Gov’t resorts to financial reserve again to balance budget

The Macau government announced today (Wednesday) that it will resort to the financial reserve again to meet the increase in expenditure in the SAR’s budget, which remains practically paralyzed due to policies to fight the pandemic.

Since the beginning of the pandemic in 2020, local authorities have already injected MOP84.5 billion (US$1 billion) to cover the public budget expenditures.

The bill, announced today at a press conference by the Executive Council – which was urgently submitted to the Legislative Assembly – provides for the increase in budget expenditure in the amount of MOP2.3 billion.

This new amendment is intended to cover the expenses of eight measures aimed at maintaining the survival of commercial establishments and ensuring employment, announced on October 11.

The total amount of expenditure under the integrated regular budget is thus increased from MOP103.5 billion to MOP105.8 billion.

During today’s press conference, the spokesman for the Executive Council, André Cheong, explained that these measures will benefit 100,000 employees of around 15,000 small and medium-sized companies in Macau.

In April, the Macau Government had already gone to the public purse to seek MOP9.1 billion, with the first budget for 2021 already contemplating the extraordinary injection of MOP26.6 billion.

In total, MOP37.9 billion have already been injected to make up for the increase in expenses and the reduction in income in 2021.

In the previous year, in 2020, when the pandemic began, the Government had used, for the first time, funds from the financial reserve, in the amount of MOP46.6 billion.

Even so, according to the latest official data, the financial reserve in Macau in 2020 was MOP616.12 billion “of which the basic reserve represented MOP146.6 billion and the extraordinary reserve MOP469.52 billion”.
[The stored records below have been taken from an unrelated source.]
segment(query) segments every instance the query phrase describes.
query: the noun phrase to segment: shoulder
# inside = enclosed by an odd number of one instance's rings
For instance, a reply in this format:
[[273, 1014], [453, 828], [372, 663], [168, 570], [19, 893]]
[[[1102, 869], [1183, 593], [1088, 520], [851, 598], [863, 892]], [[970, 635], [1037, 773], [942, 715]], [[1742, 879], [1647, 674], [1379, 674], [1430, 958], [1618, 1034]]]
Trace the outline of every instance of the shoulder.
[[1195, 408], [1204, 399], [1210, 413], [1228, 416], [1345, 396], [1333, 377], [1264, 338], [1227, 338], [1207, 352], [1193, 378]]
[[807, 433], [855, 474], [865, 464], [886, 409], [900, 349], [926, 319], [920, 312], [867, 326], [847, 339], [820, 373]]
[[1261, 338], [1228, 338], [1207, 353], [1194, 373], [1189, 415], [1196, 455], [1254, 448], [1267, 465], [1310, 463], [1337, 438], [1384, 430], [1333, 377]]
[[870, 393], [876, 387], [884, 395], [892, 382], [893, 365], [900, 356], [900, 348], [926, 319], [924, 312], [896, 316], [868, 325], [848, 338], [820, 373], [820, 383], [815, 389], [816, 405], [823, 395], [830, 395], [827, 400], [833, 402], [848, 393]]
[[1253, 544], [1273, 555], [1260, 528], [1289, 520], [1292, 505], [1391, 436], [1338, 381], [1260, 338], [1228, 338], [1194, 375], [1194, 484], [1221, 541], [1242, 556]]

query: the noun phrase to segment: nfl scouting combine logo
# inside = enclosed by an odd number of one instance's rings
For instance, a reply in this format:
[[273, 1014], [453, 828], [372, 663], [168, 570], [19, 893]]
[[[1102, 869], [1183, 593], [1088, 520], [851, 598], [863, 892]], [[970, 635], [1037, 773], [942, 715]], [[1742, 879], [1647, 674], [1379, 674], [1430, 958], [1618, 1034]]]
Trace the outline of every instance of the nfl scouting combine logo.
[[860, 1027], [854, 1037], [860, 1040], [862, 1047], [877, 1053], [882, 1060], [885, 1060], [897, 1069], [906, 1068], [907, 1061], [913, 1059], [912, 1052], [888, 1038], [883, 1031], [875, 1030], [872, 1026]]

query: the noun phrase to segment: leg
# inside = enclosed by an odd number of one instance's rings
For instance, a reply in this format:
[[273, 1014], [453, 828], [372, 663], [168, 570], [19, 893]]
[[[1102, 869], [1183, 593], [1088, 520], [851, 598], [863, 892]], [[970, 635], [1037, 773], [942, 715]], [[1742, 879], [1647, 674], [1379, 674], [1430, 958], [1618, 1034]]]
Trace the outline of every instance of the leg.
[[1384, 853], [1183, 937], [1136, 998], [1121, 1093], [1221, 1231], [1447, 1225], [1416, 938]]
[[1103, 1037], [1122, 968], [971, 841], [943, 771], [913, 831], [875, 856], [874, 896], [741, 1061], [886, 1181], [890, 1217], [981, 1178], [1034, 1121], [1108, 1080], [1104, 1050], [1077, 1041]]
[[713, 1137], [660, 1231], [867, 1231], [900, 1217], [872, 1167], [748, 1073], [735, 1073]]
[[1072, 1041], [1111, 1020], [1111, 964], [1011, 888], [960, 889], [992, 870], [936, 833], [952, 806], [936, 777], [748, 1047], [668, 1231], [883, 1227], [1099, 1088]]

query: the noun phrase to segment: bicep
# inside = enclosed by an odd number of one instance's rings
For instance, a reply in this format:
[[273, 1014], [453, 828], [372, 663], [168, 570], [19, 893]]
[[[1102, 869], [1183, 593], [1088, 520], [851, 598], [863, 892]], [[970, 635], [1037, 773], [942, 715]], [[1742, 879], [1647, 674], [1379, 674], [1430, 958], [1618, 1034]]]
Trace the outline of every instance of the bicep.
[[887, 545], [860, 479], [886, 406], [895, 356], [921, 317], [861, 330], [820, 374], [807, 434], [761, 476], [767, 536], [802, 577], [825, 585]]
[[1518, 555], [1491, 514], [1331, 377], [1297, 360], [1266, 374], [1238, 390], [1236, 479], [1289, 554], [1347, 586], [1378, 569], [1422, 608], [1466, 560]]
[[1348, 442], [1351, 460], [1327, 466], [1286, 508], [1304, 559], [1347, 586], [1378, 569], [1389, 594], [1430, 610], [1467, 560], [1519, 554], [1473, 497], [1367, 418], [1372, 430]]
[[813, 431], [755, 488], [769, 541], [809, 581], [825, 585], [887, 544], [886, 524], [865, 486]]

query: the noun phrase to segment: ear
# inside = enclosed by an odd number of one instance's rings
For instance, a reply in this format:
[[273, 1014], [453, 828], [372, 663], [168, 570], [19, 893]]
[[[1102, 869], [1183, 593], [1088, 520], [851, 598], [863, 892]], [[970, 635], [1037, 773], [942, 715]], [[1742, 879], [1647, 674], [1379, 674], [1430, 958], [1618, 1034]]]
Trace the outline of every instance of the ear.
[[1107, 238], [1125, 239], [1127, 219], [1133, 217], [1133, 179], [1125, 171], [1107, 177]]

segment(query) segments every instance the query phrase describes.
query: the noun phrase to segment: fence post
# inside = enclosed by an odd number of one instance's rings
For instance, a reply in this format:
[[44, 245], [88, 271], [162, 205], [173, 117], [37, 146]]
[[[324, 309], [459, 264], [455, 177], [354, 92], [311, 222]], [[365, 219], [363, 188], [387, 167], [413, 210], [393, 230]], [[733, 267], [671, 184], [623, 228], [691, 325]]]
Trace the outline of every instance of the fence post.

On October 12, the International Monetary Fund (IMF) revised its forecast for economic growth in Macau in 2021 downwards, going now to 20.4 per cent after a 61.2 per cent prediction in April.

In April, when the IMF made the first forecast for 2021, most official data and government expectations pointed to a gradual growth in tourism in the territory and subsequently to the growth of casino revenues in the world’s gaming capital, virtually the only driver Macau’s economy.

However, tourism and gambling spending seem to be slow to rise. In September, for example, the gaming industry in Macau registered the second-worst result of the year, with the impacts of the epidemic measures imposed by the Government being felt immediately, after having registered about a dozen cases in the territory.

About a month ago, the head of the Macau Government, Ho Iat Seng, recalled that the initial estimate of taxes this year on Macau’s casino revenues “had already been conservative”, but that the detection of cases in August and in September ended up dashing short-term hopes for a recovery.

For this year, the Macau government expected to collect around MOP50 billion in gaming taxes.

Macau is one of the only territories in the world that continues to pursue a zero-case policy. Since the beginning of the pandemic, the territory has registered only 77 cases of the disease.

Entrance into Macau, from outside mainland China, is not restricted to residents only, and even these residents must undergo at least 21 days of mandatory quarantine inside a hotel room, even if they are vaccinated and test negative.

In addition to all these impositions, Macau residents who have had covid-19 and wish to return to the territory can only do so two months after the onset of the disease or the first positive test.